Semantic and Instance Segmentation is the natural next step of object detection, and uses much the same architectures with new heads to predict masks, rather than bounding boxes. Many object detection architectures can be converted into segmentation architectures, and some projects ship both capabilities such as Detectron2.
We've worked with YOLOv5 by Ultralytics in a previous project, which currently doesn't support segmentation, but it is in the works. When it gets released in a later version, I'll update the course.
As with every task - there are various architectures that can be employed to perform segmentation. Some of the defining ones are:
- Mask R-CNN - A Faster R-CNN variant which predicts masks for detected objects. Mask R-CNNs produce pretty good results.

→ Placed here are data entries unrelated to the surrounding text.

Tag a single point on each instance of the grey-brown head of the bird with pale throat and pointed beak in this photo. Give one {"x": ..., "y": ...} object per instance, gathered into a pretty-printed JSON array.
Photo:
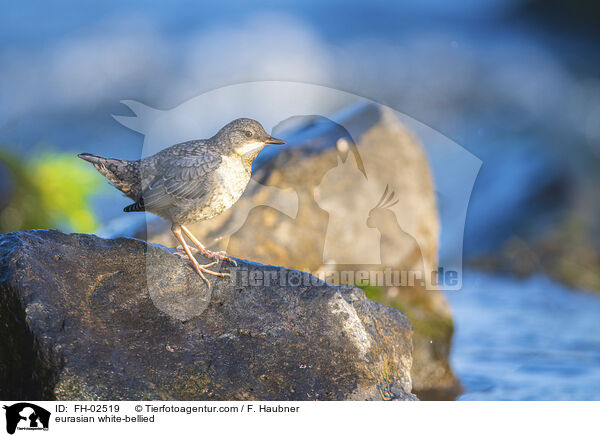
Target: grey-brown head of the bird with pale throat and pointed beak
[{"x": 246, "y": 137}]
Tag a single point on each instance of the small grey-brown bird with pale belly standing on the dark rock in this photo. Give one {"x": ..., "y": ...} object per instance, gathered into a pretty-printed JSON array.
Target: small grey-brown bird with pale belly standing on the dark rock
[{"x": 190, "y": 181}]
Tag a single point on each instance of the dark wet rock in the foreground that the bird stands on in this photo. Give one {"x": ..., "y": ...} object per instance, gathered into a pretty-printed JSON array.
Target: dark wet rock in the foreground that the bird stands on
[{"x": 85, "y": 318}]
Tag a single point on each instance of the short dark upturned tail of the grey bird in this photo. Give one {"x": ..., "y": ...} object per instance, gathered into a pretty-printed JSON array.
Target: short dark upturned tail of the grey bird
[{"x": 124, "y": 175}]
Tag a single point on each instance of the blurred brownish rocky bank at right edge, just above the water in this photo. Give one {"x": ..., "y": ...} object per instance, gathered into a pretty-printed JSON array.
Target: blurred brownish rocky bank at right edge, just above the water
[{"x": 565, "y": 245}]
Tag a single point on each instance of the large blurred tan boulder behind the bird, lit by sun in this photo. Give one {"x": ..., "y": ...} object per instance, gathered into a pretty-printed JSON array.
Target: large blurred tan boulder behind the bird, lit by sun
[{"x": 340, "y": 172}]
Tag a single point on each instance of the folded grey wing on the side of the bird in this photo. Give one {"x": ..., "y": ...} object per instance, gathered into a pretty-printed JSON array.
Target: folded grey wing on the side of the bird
[{"x": 179, "y": 178}]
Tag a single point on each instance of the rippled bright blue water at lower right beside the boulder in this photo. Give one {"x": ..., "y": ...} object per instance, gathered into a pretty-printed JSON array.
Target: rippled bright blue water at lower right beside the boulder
[{"x": 526, "y": 339}]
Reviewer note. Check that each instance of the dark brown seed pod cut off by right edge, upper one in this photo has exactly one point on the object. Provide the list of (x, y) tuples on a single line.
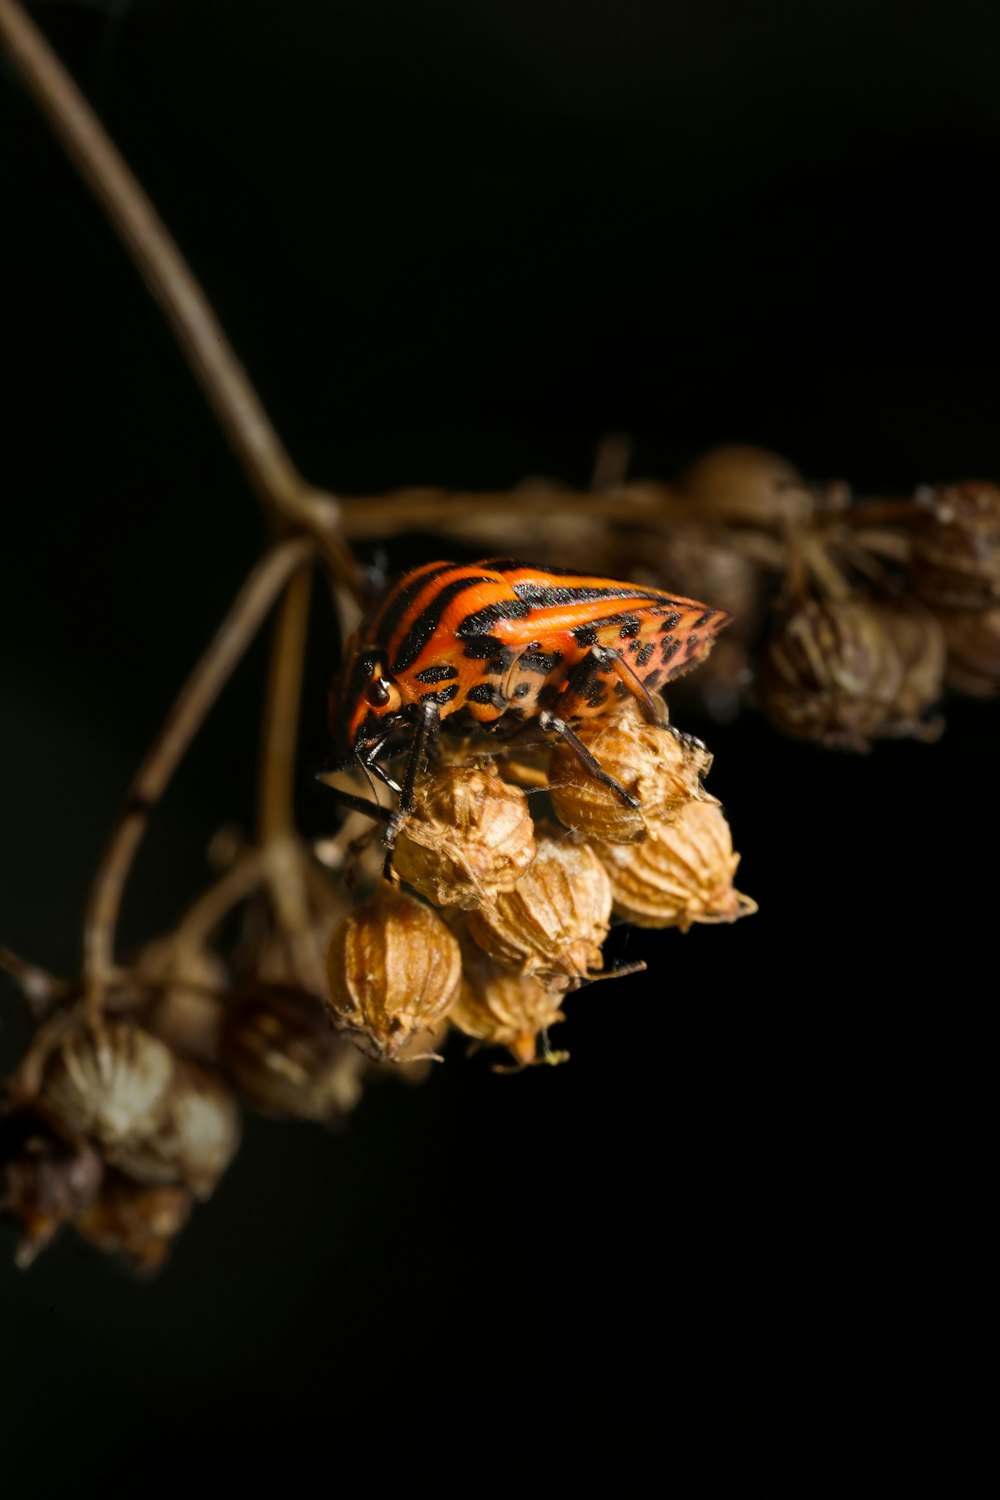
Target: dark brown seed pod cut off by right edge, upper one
[(956, 550)]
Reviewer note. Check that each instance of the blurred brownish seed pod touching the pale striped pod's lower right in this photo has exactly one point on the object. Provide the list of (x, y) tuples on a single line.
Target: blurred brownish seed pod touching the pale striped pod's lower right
[(196, 1141)]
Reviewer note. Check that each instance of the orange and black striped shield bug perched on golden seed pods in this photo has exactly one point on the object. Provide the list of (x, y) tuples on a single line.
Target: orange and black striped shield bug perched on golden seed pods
[(499, 646)]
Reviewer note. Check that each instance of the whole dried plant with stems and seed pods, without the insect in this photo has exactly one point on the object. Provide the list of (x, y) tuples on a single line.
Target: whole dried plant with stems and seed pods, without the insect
[(304, 973)]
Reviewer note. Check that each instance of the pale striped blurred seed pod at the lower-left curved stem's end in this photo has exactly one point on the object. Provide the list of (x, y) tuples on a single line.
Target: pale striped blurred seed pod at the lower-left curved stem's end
[(112, 1087)]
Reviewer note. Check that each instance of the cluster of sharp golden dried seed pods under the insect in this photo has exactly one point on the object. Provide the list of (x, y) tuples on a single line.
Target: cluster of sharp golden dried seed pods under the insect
[(503, 905)]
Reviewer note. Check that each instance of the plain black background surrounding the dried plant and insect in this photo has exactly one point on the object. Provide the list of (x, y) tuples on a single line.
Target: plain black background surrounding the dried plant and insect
[(741, 1244)]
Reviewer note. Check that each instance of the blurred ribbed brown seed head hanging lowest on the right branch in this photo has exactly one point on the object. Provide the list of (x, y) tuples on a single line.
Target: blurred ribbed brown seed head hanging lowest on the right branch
[(845, 673)]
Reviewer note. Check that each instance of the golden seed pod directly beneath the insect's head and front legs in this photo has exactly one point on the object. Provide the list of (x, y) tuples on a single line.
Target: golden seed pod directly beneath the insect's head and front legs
[(469, 838)]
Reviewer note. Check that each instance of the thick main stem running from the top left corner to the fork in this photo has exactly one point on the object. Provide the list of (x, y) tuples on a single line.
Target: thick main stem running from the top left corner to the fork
[(278, 484)]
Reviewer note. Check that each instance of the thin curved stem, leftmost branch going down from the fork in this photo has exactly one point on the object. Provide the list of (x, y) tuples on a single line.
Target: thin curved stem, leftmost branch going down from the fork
[(151, 781)]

- U-Net - An Encoder-Decoder architecture that downsamples (encodes) and upsamples (decodes) input with skip connections between these steps. The architecture is typically visualized in a way that makes it look like a "U" (with skip connections between the left and right hand side of the "U" letter). While simple, it doesn't provide the best results.
- DeepLabV3+ - An Encoder-Decoder architecture that liberally uses Atrous Convolutions and a module named the Atrous Spatial Pyramid Pooling (ASPP) module. More on both in a moment. One of the most accurate models to date, and it's surprisingly easy to implement as an end-to-end model for semantic segmentation.